Давно нет ни добра, ни зла. Есть видения, ругательства и песни. Солдаты грязные и сильные. И странно вспоминать о днях мысли среди бессмысленной жизни этих механических тел.
Когда подъехал казак-вестовой и вдруг упал, — задел смычок невидимой скрипки, — к золотой осени и голубому небу прибавилось немного красной краски. Только немного краски.
Иногда были письма. Часто Шеломин подолгу не разрывал розовых, сине-серых и белых конвертов: так странно было читать. Письма матери были тревогой. О чем? Разве можно бояться, дойдя до пределов, ведомых ему? Шеломин улыбался. Отвечая, тщательно подбирал слова, проводил долгие часы, изобретая светлую успокоительную ложь. Письма Нади, спокойные, эпические, о каких-то мелочах, были на самом деле, музыкой, Лунной сонатой. С ними, как с невидимой скрипкой, хорошо грезить, исчезать в светозарных, тончайших лучах… Письма товарищей были редки. Петя Правдин добросовестно
— Das Kapital… — скороговоркой напомнил услужливый гномик, в далекой полутемной клеточке мозга…
У мертвого казака приказ — в окоп. Слова команды, как ругань. Шеломин шел нагнувшись. За ним, друг за другом, сороконожкой — взвод. Поблекшие травы хранили чистые брызги. Взрывы стали ближе. Поле — стальное и сияющее. Его мелкая жизнь однообразно катилась мимо. Невидимый смычок затрепетал, озлился. Вдруг, очень близко:
— Тью-у!..
Это она, знакомая, распущенная старуха — смерть. Шеломин видит: под кустом орешника большая тощая собака грызет полусгнивший труп. Шеломин выстрелил, собака исчезла. А в мозгу застряло. Откуда это?
«Благословенно господне имя! Пси и человецы Единое в свирепстве и уме»…И долго в пустой голове выстукивал кровавый пульс:
— Пси и человецы… пси и человецы… единое…
На войне к нему часто привязывалось что-нибудь.
Стертые ноги должны двигаться. Их не забудешь. В окопе, в жидкой грязи, в тяжелых сапогах чокает грязная теплая сырость. И опять надо двигаться, чтобы не застыть. В сраженьи, когда плоти нет, когда до боли накаляются винтовки, — легче.
Немцы сделали ленивую попытку перейти в наступление. Не выдержали и притаились. Между линиями осталось шестнадцать мертвых.

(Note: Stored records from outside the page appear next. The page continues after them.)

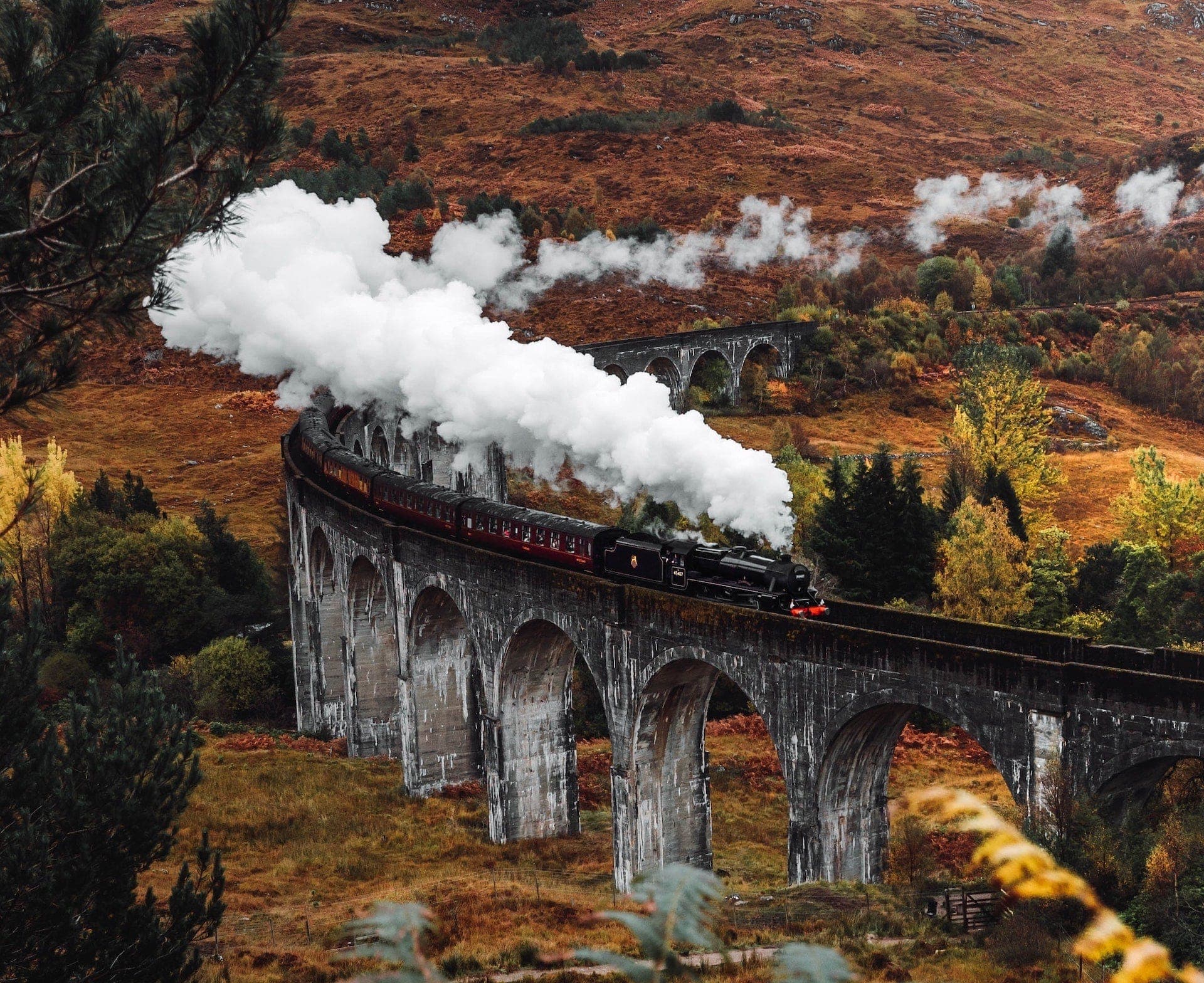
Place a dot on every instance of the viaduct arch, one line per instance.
(673, 359)
(457, 662)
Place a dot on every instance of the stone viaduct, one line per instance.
(673, 359)
(458, 661)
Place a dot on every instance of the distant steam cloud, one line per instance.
(843, 254)
(955, 196)
(489, 253)
(1155, 194)
(768, 233)
(305, 290)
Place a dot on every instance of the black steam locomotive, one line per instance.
(735, 576)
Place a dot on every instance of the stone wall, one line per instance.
(458, 662)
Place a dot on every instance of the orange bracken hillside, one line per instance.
(878, 94)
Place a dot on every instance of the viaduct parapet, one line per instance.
(458, 662)
(778, 345)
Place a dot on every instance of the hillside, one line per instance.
(873, 97)
(335, 834)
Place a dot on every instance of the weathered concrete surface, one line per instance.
(391, 439)
(458, 662)
(781, 345)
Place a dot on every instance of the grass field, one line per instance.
(310, 839)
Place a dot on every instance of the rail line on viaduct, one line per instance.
(458, 661)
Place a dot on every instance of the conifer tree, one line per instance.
(997, 488)
(835, 537)
(916, 554)
(1050, 587)
(85, 812)
(99, 182)
(875, 520)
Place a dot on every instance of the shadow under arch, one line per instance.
(854, 824)
(712, 372)
(763, 362)
(670, 764)
(668, 374)
(1132, 779)
(329, 631)
(406, 459)
(376, 660)
(535, 793)
(446, 687)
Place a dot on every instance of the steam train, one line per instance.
(735, 576)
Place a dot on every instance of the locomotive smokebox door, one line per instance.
(635, 560)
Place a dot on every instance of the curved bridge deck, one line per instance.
(458, 662)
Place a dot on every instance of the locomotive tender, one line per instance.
(731, 574)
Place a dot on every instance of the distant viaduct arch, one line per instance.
(673, 359)
(457, 662)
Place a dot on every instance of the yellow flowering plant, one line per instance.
(1026, 871)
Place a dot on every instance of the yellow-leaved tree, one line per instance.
(1002, 421)
(33, 498)
(981, 568)
(1161, 510)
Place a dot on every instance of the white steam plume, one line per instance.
(305, 290)
(844, 254)
(943, 199)
(1155, 194)
(766, 233)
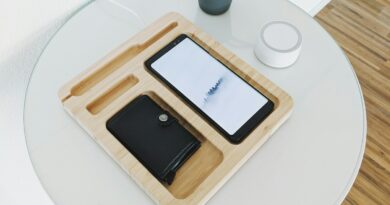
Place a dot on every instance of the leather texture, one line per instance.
(154, 137)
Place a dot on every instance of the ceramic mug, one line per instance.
(215, 7)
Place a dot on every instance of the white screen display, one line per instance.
(213, 88)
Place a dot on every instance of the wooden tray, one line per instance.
(95, 95)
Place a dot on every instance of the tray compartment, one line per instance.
(115, 63)
(111, 94)
(199, 166)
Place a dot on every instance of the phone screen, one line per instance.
(208, 84)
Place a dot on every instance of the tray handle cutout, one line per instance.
(111, 66)
(111, 94)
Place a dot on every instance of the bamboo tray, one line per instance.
(97, 94)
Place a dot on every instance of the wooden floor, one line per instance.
(362, 29)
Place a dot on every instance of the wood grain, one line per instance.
(362, 29)
(96, 94)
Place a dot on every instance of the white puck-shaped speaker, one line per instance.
(279, 44)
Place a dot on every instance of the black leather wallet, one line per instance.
(153, 136)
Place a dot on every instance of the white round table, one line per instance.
(312, 159)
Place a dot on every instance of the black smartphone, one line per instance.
(222, 97)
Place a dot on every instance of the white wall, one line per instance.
(312, 7)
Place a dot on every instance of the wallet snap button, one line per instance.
(163, 117)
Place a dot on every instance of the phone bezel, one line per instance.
(245, 129)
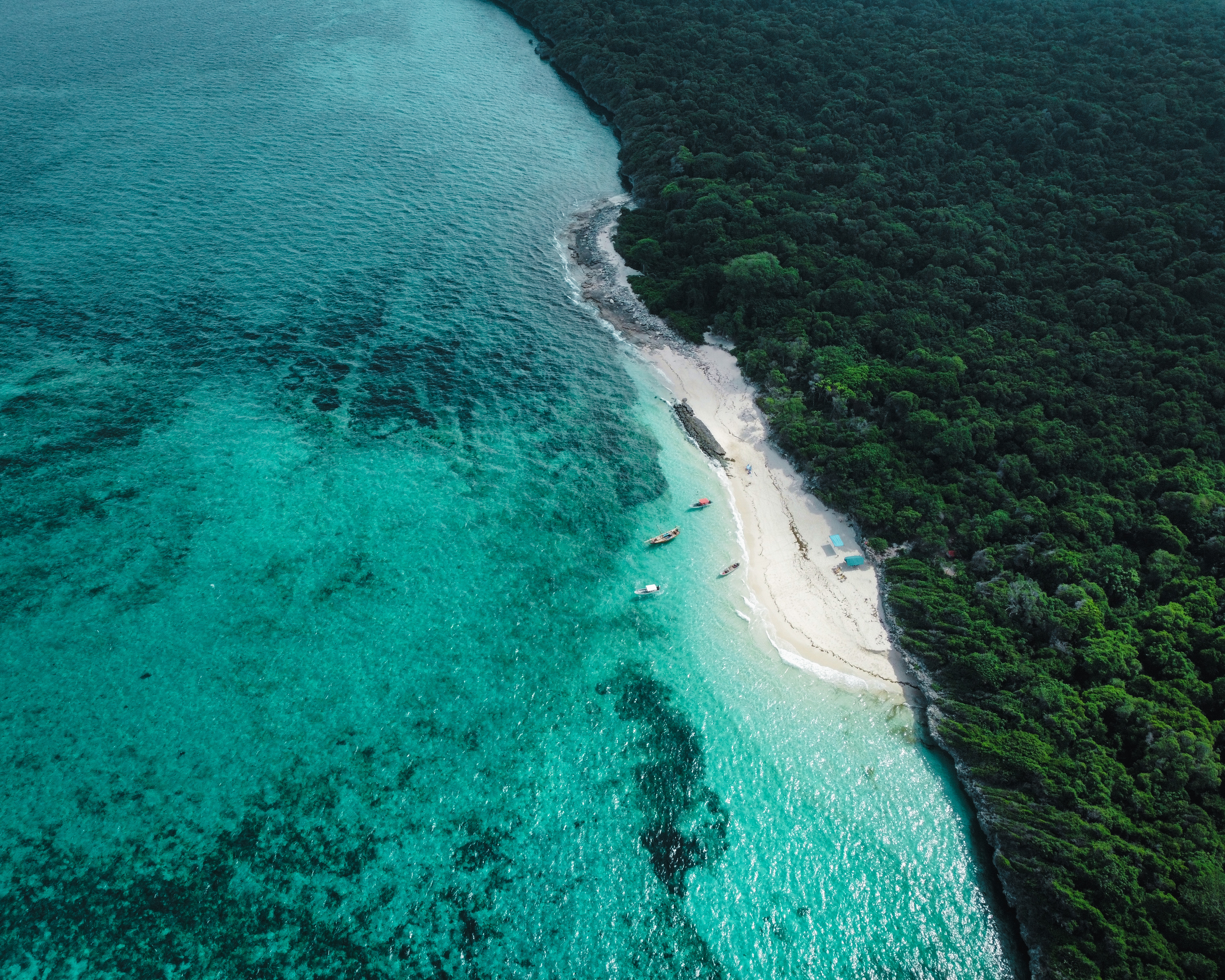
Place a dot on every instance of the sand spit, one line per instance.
(826, 622)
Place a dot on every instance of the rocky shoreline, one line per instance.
(602, 282)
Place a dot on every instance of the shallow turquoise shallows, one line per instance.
(324, 504)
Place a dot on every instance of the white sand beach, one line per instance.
(820, 620)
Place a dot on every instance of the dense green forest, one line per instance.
(973, 254)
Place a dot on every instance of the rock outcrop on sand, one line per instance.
(697, 431)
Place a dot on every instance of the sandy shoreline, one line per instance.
(821, 623)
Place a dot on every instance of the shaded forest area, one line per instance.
(974, 256)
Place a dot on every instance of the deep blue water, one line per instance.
(323, 504)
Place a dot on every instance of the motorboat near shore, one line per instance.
(666, 537)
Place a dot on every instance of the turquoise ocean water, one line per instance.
(323, 504)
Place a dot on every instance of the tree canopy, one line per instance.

Один — в каске.
Тогда Шеломин вспомнил: полковник обещал командировку в Петроград; а каски все еще нет.
«Надо самому достать. Не покупать же!»
Шеломин подошел к пулеметчику, рябому татарину. Как всегда, грубо и бодро, сказал:
— Крой, Акчембетов! Чтоб ни один черт носу не высунул!

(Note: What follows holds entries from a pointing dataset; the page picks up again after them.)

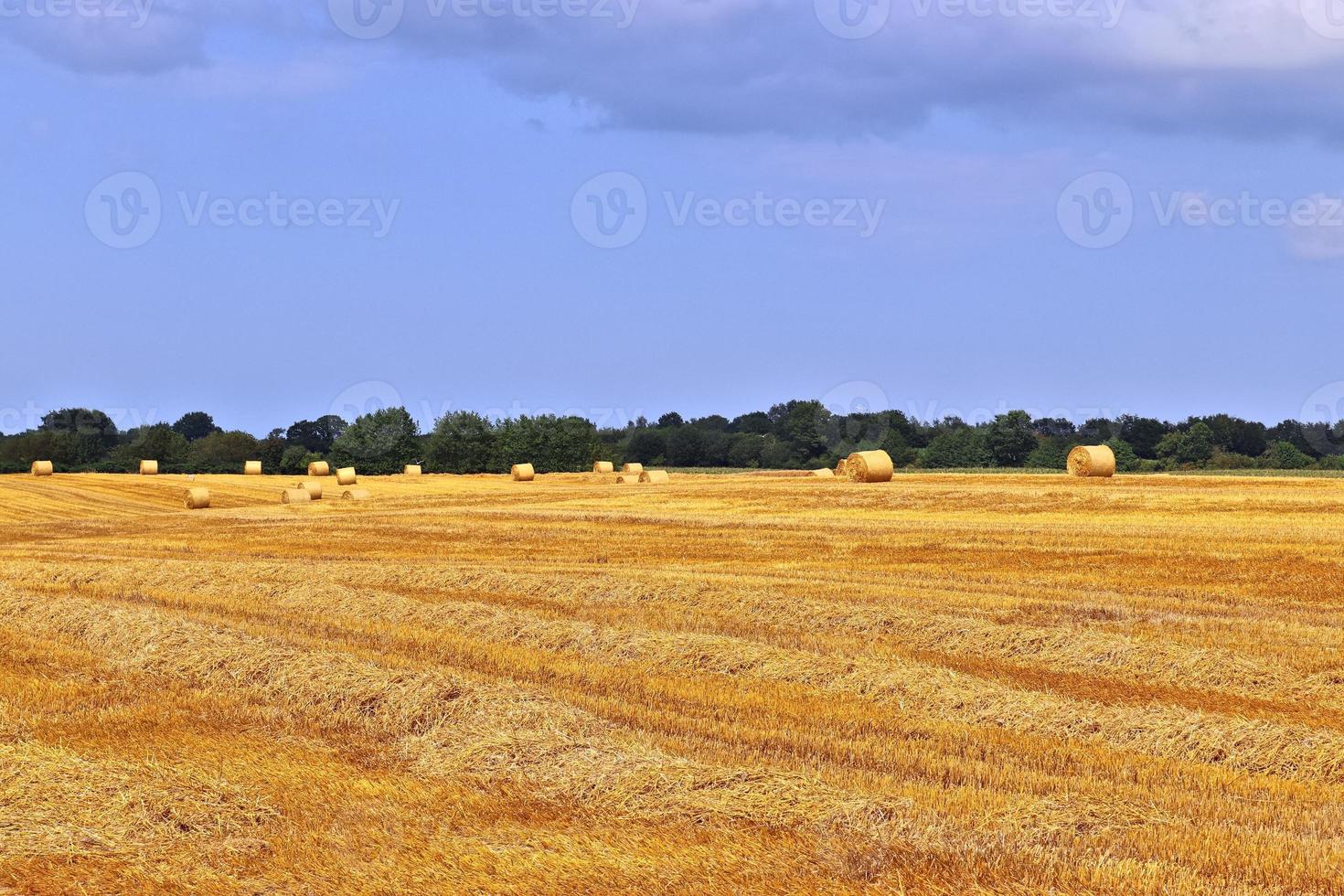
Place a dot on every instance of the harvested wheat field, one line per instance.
(726, 684)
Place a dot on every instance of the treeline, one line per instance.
(792, 435)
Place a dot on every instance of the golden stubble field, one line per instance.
(729, 684)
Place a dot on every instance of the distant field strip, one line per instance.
(725, 684)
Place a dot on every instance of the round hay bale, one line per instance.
(1092, 463)
(869, 466)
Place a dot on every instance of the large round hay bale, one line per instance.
(869, 466)
(1092, 463)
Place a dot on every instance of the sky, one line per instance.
(273, 209)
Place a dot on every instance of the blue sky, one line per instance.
(791, 209)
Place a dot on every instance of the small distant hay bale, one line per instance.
(869, 466)
(1092, 463)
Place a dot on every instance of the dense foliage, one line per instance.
(791, 435)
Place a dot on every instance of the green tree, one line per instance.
(646, 446)
(745, 450)
(1126, 461)
(197, 425)
(1011, 438)
(222, 453)
(960, 448)
(316, 435)
(463, 443)
(1051, 453)
(378, 443)
(157, 443)
(686, 446)
(1143, 434)
(1285, 455)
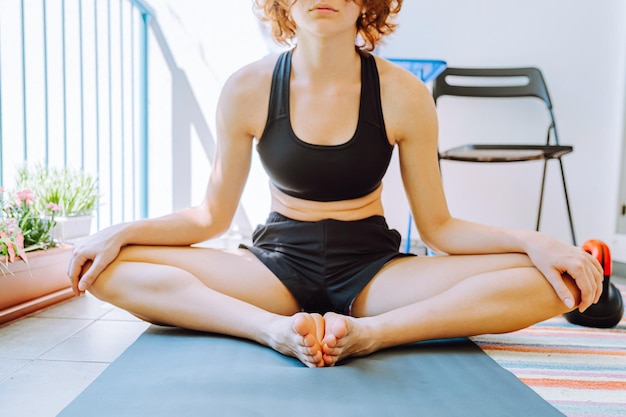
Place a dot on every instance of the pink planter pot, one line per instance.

А сам, не думая, — главное, не думать, — под колючую проволку.
Быстр ветер пулемета.
— В-в-в-в-в…в!
И смолк.
Хороший Акчембетов первый номер, лучше не найти; а вдруг вот «максимка» — бах, бах и застрял. Никогда такого не бывало.
— Ах ана..! — смотрит Якчембетов, вдоль дула — тонкая, тонкая трещина.
Это был один из пулеметов м-ра Грэди.
— «Пси и человецы… пси и человецы… единое…»
М-р Грэди, Надя, Александров и Вера, за узорным столиком, ели необыкновенные блюда, пили вино. Кружились головы. Слушали, не слыша, шансонетки, смотрели на танцовщиц, англичанин восклицал: «Hash!» и «by Jove!»